New and emerging digital and holographic technologies present the Estate and Authentic Brands Group with a host of intriguing opportunities befitting an icon of Ms. Monroe’s caliber.
To that end, the Estate and Authentic Brands Group look forward to teaming with best-in-class partners in these fields to bring Ms. Monroe’s fans top-of-the-line, exciting entertainment experiences. The Estate is unfamiliar with Digicon Media’s capabilities as a developer and producer of digital and holographic technology, and is unaware of any successful attempt by Digicon to organize any meaningful exploitation of the crudely animated character that it claims to be a representation of Ms. Monroe and which it allegedly created in the mid-1990s. The Estate and Authentic Brands believe that the technological advancements made since that decade allow talented developers to create superior virtual characters, akin to the virtual Marilyn Monroe character portrayed in Dior’s popular ad campaign for its J’Adore perfume.
The Estate’s cooperation is required if anyone intends to market and exploit Ms. Monroe’s identity and persona through a “live” concert or otherwise, and Digicon has not secured any such cooperation from the Estate to date.”
Digicon responds:
“This is the first known example of the US Copyright Office’s registration of a copyright on an original character adopting the persona of a deceased iconic personality. VM2-Virtual Marilyn, with the adopted persona of Marilyn Monroe, became a copyright protected character like Batman, SuperMan, Mickey Mouse.
Comments by the Marilyn Monroe Estate in an article in a Hollywood magazine regarding its purported rights to the persona of the deceased actress, Marilyn Monroe, contradict the rulings of two federal judges in 2008, who sanctioned and fined the Estate and its prominent counsel, for deceiving the court regarding these rights which they knew could not have been inherited based on the law of the domicile where she died.

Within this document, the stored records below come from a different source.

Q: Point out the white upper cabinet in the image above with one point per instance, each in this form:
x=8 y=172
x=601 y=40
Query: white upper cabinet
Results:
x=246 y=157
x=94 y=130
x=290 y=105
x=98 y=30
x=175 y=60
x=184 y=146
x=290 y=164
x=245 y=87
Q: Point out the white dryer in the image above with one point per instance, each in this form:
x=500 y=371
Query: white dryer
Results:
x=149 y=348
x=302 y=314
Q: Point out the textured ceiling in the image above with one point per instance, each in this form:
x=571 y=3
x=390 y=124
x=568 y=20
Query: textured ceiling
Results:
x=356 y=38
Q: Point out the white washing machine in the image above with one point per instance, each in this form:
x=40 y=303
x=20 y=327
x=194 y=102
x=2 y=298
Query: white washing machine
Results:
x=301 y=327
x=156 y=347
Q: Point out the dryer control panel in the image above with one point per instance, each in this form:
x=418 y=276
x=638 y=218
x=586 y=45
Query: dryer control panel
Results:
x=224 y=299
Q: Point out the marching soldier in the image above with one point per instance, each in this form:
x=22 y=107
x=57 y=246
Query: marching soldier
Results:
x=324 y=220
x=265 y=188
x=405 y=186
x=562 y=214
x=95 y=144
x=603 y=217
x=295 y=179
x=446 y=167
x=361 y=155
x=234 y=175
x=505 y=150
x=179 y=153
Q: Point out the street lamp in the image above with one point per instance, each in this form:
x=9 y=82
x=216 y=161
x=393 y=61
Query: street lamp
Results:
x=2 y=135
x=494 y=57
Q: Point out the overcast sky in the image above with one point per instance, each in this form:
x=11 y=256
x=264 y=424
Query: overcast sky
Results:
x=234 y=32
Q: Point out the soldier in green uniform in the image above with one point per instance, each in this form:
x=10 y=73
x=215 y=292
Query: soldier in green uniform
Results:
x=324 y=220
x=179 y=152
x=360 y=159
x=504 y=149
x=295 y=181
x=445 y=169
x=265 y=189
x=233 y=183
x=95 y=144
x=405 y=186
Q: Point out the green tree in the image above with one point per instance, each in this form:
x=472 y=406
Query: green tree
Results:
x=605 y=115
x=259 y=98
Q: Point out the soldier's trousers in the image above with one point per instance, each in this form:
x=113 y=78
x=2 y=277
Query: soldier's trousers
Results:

Yet for more than 40 years the Estate demanded licenses for publicity rights to Marilyn Monroe’s name and likeness it knew it never inherited…and the court said that the Monroe Estate and their attorneys engaged in unacceptable shenanigans..for misconduct in failing to disclose that the Estate knew it had no such rights yet continued to assert them to the court anyway.
This copyrighted computer generated character, VM2-Virtual Marilyn will be launched in a globally webcast live concert now in development for the end of the year or the first quarter of 2013.We are partnering with two non-profit charitable organizations who will be the beneficiaries of 70% of the net proceeds.”